Interrogé par un de ses amis, Ravel le surprit en répondant que la musique qu’il aimerait pour son enterrement était Prélude pour l’après-midi d’un faune de Debussy. Ravel expliqua que ce morceau avait atteint la perfection. En effet, aucune note n’est en trop, aucun passage ne souffre d’un manque d’inspiration. Ravel expliqua encore à son ami que tous les compositeurs avaient appris à colmater certains passages de leurs compositions à l’aide de toutes sortes d’artifices, pour combler et masquer les vides où l’inspiration manquait. Ce sont des artifices auxquels ont recours même les plus grands. Il va de soi qu’il faut être un compositeur chevronné, quelqu’un du métier, pour ne pas être dupe de ces artifices.

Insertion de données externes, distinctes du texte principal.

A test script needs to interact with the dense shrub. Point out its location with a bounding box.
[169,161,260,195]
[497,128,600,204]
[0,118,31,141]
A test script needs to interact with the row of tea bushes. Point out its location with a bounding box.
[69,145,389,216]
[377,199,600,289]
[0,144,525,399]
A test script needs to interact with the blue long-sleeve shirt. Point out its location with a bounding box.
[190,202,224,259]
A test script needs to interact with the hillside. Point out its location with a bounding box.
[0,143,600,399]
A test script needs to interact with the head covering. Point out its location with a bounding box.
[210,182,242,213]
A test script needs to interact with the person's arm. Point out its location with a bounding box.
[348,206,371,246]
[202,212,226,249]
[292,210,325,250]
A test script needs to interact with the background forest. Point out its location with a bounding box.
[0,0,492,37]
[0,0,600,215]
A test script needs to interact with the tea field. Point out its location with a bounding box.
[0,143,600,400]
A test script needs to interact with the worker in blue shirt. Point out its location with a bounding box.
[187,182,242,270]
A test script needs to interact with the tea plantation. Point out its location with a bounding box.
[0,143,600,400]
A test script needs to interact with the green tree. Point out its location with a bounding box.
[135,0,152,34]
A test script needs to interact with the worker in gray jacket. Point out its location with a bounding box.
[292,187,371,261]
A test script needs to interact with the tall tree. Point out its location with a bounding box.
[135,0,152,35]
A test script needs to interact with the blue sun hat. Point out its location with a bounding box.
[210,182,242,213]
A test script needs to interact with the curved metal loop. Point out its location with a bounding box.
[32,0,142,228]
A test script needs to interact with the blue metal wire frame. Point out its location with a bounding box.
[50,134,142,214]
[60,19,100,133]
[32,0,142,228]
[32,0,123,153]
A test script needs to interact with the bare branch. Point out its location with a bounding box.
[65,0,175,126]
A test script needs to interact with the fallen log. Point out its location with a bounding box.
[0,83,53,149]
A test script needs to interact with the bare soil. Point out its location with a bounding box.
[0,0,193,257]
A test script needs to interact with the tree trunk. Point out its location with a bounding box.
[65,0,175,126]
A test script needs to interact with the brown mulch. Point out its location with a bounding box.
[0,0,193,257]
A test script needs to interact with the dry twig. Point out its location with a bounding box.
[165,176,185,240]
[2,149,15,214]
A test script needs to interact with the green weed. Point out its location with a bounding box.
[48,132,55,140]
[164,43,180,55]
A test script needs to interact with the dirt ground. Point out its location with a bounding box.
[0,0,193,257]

Mais il ne suffit pas pour autant d’être un artiste accompli pour être un excellent critique d’art. Pour Joukhadar, il faut faire preuve d’objectivité et d’abnégation, ce qui n’est pas le fort de la majorité des artistes, trop préoccupés par leur âpre bataille pour les places limitées au sommet. Il faut également avoir reçu une solide formation et surtout disposer d’une immense « banque de données ». Ceci était l’atout principal du grand critique d’art Zeri : une prodigieuse mémoire. En réalité, un bon critique d’art doit avoir le profil d’un membre du jury de championnat ou de grand concours : en général, une personne du métier exceptionnellement qualifiée, qui dispose de barèmes, critères et méthodes rigoureuses lui permettant de juger les candidats avec justesse et objectivité.

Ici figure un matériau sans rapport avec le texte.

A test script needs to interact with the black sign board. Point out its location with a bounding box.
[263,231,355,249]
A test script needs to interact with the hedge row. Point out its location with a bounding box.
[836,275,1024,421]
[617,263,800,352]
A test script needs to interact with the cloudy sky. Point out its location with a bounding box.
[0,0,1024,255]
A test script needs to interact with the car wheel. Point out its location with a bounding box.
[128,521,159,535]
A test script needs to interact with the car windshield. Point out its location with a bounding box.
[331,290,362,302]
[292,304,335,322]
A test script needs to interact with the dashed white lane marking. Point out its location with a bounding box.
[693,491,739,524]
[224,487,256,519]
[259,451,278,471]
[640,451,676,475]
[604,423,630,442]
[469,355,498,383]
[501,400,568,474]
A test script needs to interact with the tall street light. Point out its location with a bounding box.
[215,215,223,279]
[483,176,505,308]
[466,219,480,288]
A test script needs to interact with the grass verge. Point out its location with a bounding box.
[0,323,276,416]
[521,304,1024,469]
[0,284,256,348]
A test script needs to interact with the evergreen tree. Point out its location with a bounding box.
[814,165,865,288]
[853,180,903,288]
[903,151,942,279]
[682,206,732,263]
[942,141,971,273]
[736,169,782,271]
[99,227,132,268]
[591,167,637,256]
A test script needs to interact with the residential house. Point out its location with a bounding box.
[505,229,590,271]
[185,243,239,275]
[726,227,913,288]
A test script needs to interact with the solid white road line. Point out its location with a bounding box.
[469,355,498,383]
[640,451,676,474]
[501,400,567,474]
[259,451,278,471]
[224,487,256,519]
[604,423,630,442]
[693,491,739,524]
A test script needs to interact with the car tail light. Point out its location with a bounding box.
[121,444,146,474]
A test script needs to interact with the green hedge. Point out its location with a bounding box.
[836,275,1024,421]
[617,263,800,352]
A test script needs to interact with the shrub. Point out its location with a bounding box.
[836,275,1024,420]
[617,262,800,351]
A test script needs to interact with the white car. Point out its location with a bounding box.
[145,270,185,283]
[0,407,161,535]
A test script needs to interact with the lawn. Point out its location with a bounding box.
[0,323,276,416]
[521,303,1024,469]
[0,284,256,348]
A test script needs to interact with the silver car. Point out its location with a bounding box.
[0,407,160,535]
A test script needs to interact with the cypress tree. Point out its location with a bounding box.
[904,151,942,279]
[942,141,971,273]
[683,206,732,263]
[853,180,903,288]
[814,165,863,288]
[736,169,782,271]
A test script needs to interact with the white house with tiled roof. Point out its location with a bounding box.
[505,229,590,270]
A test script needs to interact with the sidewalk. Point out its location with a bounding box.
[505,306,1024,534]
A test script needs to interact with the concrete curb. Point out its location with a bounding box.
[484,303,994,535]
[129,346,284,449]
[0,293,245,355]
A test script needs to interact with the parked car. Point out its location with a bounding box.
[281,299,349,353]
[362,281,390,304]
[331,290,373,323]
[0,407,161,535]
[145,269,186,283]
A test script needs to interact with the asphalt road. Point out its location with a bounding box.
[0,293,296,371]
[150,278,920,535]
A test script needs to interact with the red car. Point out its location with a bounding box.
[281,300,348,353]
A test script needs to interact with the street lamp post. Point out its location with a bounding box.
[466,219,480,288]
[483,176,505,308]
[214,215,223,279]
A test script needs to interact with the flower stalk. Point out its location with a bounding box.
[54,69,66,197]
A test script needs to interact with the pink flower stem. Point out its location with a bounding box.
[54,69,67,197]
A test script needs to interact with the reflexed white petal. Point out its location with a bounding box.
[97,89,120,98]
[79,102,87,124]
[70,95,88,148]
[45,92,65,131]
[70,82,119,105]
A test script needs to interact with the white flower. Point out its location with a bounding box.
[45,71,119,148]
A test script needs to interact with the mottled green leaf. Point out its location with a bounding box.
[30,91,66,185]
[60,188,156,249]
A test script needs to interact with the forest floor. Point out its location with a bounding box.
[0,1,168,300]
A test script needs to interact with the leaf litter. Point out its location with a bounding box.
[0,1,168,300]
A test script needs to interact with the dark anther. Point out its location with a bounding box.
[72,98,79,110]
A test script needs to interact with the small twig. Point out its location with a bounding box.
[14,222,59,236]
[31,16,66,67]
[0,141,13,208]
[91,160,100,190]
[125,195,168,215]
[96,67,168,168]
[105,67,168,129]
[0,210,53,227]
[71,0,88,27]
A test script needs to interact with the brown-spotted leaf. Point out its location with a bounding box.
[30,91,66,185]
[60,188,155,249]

L’amateur d’art ou de musique pourrait se demander avec une pointe de désespoir : « Alors qui croire et comment s’y retrouver ? » En réalité et avec les critères précédents, l’amateur d’art fait un énorme pas en évitant de suivre intégralement et aveuglément telle ou telle autre autorité en la matière, exerçant ainsi son libre arbitre.

La sensibilité

Pour Joukhadar, le deuxième élément nécessaire, aussi bien aux spécialistes qu’à un amateur, est la sensibilité, c’est-à-dire la capacité à percevoir d’infimes nuances. Puisqu’il s’agit de voir et percevoir, un manque de sensibilité et de discernement constitue un lourd handicap; la différence fondamentale entre un objet banal et une œuvre d’art réside dans la richesse des nuances qui distingue cette dernière. Autrement, quelle serait la différence entre une assiette achetée au Monoprix et un plat Ming, un banal fauteuil et un Boulle ?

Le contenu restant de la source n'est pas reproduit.